On Saturday, EU officials threatened to walk out of the meeting if the final agreement failed to endorse the goal to limit warming to 1.5 degrees Celsius above pre-industrial levels. In a carefully choreographed news conference, the EU’s Green Deal tsar Frans Timmermans, flanked by a full line-up of ministers and other top officials from EU member states, said that “no deal is better than a bad deal.”
“We do not want 1.5 Celsius to die here and today. That to us is completely unacceptable,” he said.
Aside from the final agreement, the summit brought several other significant developments including the resumption of formal climate talks between the US and China – the world’s two largest greenhouse gas emitters.
After China froze climate negotiations between the two countries this summer, US President Joe Biden and China President Xi Jinping agreed to reestablish US-China communications when they met last week at the G20 summit in Bali, paving the way for US climate envoy John Kerry and his Chinese counterpart Xie Zhenhua to meet again formally.
“Without China, even if the US is as we are moving towards a 1.5-degree program, which we are if we don’t have China, nobody else can make to that goal,” Kerry told CNN last week.

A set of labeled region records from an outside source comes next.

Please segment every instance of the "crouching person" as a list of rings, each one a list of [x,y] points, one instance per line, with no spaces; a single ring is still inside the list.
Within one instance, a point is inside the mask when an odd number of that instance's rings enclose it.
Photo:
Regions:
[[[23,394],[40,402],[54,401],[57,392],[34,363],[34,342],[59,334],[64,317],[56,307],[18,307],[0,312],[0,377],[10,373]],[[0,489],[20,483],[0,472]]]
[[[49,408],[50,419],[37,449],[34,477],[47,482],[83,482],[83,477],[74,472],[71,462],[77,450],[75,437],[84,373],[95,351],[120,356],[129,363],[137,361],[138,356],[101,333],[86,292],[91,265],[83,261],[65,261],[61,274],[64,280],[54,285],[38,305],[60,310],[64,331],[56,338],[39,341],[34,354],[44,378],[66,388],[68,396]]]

The two sides met throughout the second week of COP, trying to pick up where they left off before China suspended the talks, according to a source familiar with the discussions. They were focused on specific action points, such as enhancing China’s plan to reduce emissions of methane – a powerful greenhouse gas – and their overall emissions target, the source said.
Unlike last year, there was no big, joint climate announcement from the two countries. But the resumption of formal communication was seen as an encouraging sign.
Li Shuo, a Beijing-based global policy adviser for Greenpeace East Asia said this COP “saw extensive exchanges between the two sides, led by Kerry and Xie.”
“The challenge is they should do more than talk, [and] also need to lead,” Shuo said, adding the restarted formal dialogue “helps to prevent the worst outcome.”